Kim Kanâat Ederse Geçimi Iyi Olur
Bağdât'ta Ehl-i sünnet ile bid'at fırkaları arasında mücâdele çıktı. Hangi tarafın haklı olduğu hakkındaki konuşma uzadı. İki taraf da İbn-i Cevzi'nin cevâbına râzı olup, hükmünü, geçmişi kapatacak bir belge olarak kabûl edeceklerdi. İçlerinden birisi İbn-i Cevzi'ye; "Âlemlere rahmet olarak gönderilen Resûlullah efendimizden sonra, insanların, yâni ümmetin en üstünü kimdir?" diye sordu. İbn-i Cevzi hiç düşünmeden; "Kızı, O'nun nikâhı altında bulunandır" dedi. İki taraf da bu söze râzı oldular. Çünkü hazret-i Ebû Bekr'in kızı, Peygamber efendimizin nikâhı altında ve Resûlullah efendimizin kızı da hazret-i Ali'nin nikâhı altında idi. Bu cevâbı her iki taraf da kendilerine çektiler.
İbn-i Cevzi buyurdu ki:
"Kim kanâat ederse, geçimi iyi olur. Kim tamah ederse (dünyâ lezzetlerini haram yollardan ararsa), geçim sıkıntısı çeker."
"Hâin korkak, sâlih cesur olur."
"İyi niyetle mal kazanmak, mal kazanmamaktan iyidir."
"Dünyâ arzuları olmayan kimsenin sultanlarla görüşmesinde zarar yoktur."
"Dünyâ, Allahü teâlânın evidir. sâhibinin izni olmadan bu evde tasarrufta bulunan hırsızdır."
Bir gün münâcâtında buyurdu ki: "Yâ İlâhi!
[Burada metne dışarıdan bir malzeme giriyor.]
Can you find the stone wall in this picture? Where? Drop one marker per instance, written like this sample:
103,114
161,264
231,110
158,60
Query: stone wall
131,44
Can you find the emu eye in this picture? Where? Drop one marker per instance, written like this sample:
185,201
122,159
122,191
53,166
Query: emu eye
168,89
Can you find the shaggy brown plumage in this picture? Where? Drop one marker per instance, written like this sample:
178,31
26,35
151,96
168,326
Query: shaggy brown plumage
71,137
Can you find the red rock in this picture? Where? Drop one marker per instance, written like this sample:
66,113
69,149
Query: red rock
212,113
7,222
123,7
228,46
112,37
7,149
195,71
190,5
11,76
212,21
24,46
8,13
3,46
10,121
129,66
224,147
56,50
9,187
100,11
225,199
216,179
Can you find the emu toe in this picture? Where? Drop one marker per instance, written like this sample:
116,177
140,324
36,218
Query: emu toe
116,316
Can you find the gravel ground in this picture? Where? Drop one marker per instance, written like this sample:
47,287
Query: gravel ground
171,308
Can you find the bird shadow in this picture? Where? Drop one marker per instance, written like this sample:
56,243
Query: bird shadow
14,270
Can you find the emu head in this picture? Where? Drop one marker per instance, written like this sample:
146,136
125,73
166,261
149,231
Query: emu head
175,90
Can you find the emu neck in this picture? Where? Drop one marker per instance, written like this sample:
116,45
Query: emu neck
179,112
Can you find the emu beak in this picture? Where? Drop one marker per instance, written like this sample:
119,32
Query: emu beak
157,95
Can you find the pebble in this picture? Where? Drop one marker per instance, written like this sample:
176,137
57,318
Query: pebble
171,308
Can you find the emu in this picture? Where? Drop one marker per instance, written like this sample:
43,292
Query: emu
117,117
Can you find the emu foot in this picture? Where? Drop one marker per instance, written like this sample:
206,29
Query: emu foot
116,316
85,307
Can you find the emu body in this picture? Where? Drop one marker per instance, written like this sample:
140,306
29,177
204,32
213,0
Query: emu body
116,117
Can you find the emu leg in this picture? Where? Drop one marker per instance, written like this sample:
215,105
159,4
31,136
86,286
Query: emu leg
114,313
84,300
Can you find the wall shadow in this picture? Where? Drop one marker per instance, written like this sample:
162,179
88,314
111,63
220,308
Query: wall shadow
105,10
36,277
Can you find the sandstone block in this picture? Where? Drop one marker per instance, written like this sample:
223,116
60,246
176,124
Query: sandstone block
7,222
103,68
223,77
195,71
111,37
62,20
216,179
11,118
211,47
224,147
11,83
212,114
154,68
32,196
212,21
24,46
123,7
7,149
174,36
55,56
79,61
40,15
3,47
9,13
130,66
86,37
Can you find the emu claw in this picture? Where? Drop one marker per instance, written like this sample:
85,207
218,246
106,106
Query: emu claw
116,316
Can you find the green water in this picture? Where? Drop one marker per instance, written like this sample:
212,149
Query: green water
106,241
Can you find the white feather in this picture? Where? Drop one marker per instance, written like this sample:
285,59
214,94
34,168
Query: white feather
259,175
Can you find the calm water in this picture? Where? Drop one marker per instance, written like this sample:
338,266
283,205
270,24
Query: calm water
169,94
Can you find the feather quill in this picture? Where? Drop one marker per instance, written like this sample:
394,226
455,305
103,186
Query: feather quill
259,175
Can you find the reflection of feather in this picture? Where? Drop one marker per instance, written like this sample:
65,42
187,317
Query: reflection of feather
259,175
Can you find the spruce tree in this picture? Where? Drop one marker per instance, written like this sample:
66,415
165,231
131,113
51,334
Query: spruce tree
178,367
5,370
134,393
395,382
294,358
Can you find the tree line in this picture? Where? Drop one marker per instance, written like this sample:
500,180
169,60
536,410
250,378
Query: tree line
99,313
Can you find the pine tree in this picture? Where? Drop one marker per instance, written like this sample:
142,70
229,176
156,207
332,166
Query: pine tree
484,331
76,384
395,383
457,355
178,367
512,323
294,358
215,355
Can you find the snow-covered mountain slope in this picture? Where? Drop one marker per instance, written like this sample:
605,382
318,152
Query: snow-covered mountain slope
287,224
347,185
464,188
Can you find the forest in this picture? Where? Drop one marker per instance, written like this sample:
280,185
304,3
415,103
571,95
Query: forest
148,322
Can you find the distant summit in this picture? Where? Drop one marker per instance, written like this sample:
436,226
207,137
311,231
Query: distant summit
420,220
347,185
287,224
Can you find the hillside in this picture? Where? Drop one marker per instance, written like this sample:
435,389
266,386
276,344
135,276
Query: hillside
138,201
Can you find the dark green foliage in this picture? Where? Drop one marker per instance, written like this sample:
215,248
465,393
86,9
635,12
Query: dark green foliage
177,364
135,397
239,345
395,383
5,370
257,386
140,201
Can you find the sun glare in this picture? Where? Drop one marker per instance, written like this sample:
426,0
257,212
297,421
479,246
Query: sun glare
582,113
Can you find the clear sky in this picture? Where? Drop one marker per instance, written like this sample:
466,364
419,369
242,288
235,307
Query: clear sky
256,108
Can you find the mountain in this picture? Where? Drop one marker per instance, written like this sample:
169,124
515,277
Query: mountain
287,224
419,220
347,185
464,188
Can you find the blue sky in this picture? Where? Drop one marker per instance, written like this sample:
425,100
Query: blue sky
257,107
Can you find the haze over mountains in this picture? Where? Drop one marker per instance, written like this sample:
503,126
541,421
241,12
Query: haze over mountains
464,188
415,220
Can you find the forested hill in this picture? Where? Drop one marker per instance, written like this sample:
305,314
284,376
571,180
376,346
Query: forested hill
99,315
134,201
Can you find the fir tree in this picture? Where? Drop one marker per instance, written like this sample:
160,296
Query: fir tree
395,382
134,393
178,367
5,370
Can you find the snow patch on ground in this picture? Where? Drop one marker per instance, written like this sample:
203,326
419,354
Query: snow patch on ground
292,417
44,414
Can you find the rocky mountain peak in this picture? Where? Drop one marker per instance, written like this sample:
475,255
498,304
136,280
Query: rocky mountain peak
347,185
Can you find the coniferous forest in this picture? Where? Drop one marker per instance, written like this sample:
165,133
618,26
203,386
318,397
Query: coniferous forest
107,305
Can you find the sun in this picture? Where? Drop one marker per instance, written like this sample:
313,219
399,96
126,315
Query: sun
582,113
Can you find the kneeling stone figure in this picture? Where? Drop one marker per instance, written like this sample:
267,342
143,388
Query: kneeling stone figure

Senden haber veren dile azâb etme! Sana delâlet eden ilimlere bakan göze de azâb etme! Senin hizmetinde yürüyen ayağa, Resûlünün hadislerini yazan ele de azâb etme! İzzetin hakkı için beni Cehennem'e atma! Cehennem ehli de, dünyâ da biliyordu ki, ben senin dinini muhafaza etmeye çalıştım. Yâ Rabbi! Senin için dökülen gözyaşlarına rahmet et! Sana kavuşamadığı için yanan ciğere rahmet et! Sana karşı âcizim, yalvarırım."
İbn-i Cevzi hazretlerinin bir hayli eseri vardır. Kendisi, üç yüz kırktan fazla olduğunu söylemektedir. Hadis ve hadisin bölümlerine dâir yazdığı kitaplar gibi kimse tasnif yapmamıştır. Bir eser yazarken, kitâbın tertibini, bâblara ayrılmasını güzel yapardı. Toplama ve yazma konusunda çok kâbiliyetliydi.